Keep in mind the entire law won’t be struck down, like the Supreme Court could have done in 2012, but only the part law that governs the use of Federal insurance subsides. Here are some realistic consequences if that subsidy is stripped from the law.

1. Subsides Will Be Gone

There were 36 states that set up Federal insurance exchanges. Americans in those 36 states would lose subsidies if they bought healthcare insurance through the Federal Exchange. When those Americans lose the subsidies, it will be much more expensive for them to buy insurance, and thus potentially millions of Americans will no longer be able to afford to purchase insurance and thus lose insurance coverage.

2. The ‘Individual Mandate’ Would Apply to Less People

One of the bedrocks of the ACA is that it required people to buy insurance. This is called the ‘individual mandate.’ However, there are exemptions to the individual mandate. One of the exemptions is that if no affordable insurance option is available, which the law has defined as as if the household insurance costs more than 8 percent of the household income, then the person or household is not required to buy health insurance. With less subsidies, insurance costs will cost the household more money, putting insurance over the 8% as a total household cost. This means more people will be exempted to buy insurance. When less people buy insurance, especially young and healthy people, the insurance markets will also become turbulent.

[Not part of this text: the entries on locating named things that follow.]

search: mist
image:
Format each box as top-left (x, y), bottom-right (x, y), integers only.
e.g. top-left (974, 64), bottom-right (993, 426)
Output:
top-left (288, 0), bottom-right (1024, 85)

3. The ‘Employer Mandate’ Will No Longer Apply in 36 States

According the current law, larger business employers are mandated to buy insurance for their employees, or pay penalties. This penalty will be triggered if one or more employee buys insurance using the Federal government insurance subsidies. If the U.S. Supreme Court strikes the subsidies, this penalty does not apply in the 36 states where there were there were Federal Exchanges.

Companies may attempt to take advantage of this fact and try to move to states that have Federal Exchanges to circumvent the employer mandate and save money. While this is the least likely consequence, it poses interesting food for thought.